There is another potential ‘spanner in the works’ with the many meanings attached to the word Yoga. The original meaning of Yoga was one of the six orthodox schools of Hindu Philosophy – nothing to do with physical stretching or breathing, but a system to achieve Samadhi (to become one with the divine or spiritual enlightenment). Fast forward 2,000 years or so the meaning of the word Yoga has become very different. Most people in the west would now associate the word yoga with a physical discipline of stretching and breathing exercises. The reasons for this change in meanings is too convoluted to explain here but if you are interested in why this happened pick up a copy of Mark Singleton’s excellent ‘Yoga Body’ book . So present day the spiritual aspect of Yoga has now been ‘grafted’ onto the physical practice and there’s this idea in some circles that the more you can stretch the body equals the more spiritual you are- which to anyone with at least half a brain cell is just plain daft. Yes the physical practice of yoga does make you feel good so in turn you are more likely to buy the big issue or agree with your partner about the colour of the paint in the kitchen, but this sense of wellbeing has nothing to do with how flexible you are – none. And nor does the ability to do advanced series elevate you to a higher plain or somehow give you the meaning to life or the key to all things esoteric – you are rewarded with a more strong flexible body – and that’s it- which begs the further question just how flexible does one person need to be anyway?

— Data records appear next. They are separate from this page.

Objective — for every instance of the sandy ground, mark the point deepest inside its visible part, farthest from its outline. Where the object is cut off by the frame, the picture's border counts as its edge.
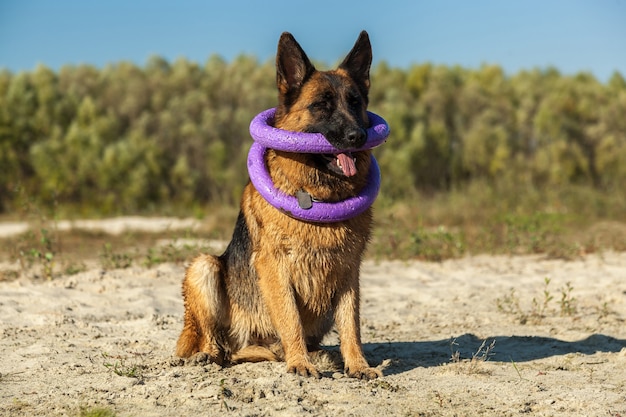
(451, 337)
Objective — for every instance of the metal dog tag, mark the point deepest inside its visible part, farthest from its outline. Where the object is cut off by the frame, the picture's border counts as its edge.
(304, 200)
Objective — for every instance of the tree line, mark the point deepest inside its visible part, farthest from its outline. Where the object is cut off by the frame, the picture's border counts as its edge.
(125, 138)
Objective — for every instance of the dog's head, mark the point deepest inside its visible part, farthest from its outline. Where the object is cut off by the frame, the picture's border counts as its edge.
(332, 103)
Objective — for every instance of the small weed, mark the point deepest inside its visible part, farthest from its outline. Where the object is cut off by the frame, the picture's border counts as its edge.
(517, 370)
(121, 368)
(539, 310)
(112, 260)
(567, 303)
(96, 412)
(225, 393)
(74, 268)
(438, 244)
(472, 365)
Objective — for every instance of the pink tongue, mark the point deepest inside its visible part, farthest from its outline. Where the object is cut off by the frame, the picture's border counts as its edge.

It can be so easy to get caught up in ‘it’s all about me’ – my yoga practice, my leg behind my head on my yoga mat …this me ness (just missing an ‘a’ perhaps) was highlighted beautifully by George Harrison in his song ‘I Me Mine’ (apparently the song was about the egos in the Beatles which ultimately split the group up). But life as we know it my good people is a team game, and we all know the cliché about there not being an ‘I’ in team. Let’s look at our yoga practice not in what it can do for us, but what can it do for us to help others. Can we use this sense of wellbeing our yoga practice creates to forget about me for a moment and to help us think about the rest of the stuff that goes on outside of our 6 foot by 2 foot purple / blue / green / shocking pink yoga mat…
Ashtanga Yoga teacher David Swenson likens practices like yoga pranayama meditation etc to a farmer tilling the soil on his land, so whatever goes into the soil (or the yoga practice etc ) will be cultivated. So if your practice becomes ‘all about me’ then that is what will be cultivated but just more of it. If you are able to move away from ‘me’ and have a sense of helping everyone else then that too will be cultivated, so it becomes self-fulfilling. New York Ashtangi Eddie Stern says ‘Yoga helps you to be a better you’.
David Swenson has a wonderful true story about how he left home to search the world for the most spiritual people and practices , and after some time he realised that the most spiritual people he knew were actually his own parents , neither of whom had done a day’s yoga practice in their life. Yoga can help shape and change your life for the better, but more importantly it can help you have a positive impact on those people around you family and friends. And through the ripples of the universe these positive powerful seeds of our actions will spread to everyone everywhere.
* I’ve mentioned a few times about leg behind head in the above as if this posture was the ‘crowning glory’ of a physical yoga practice. It’s not, it’s just another yoga posture.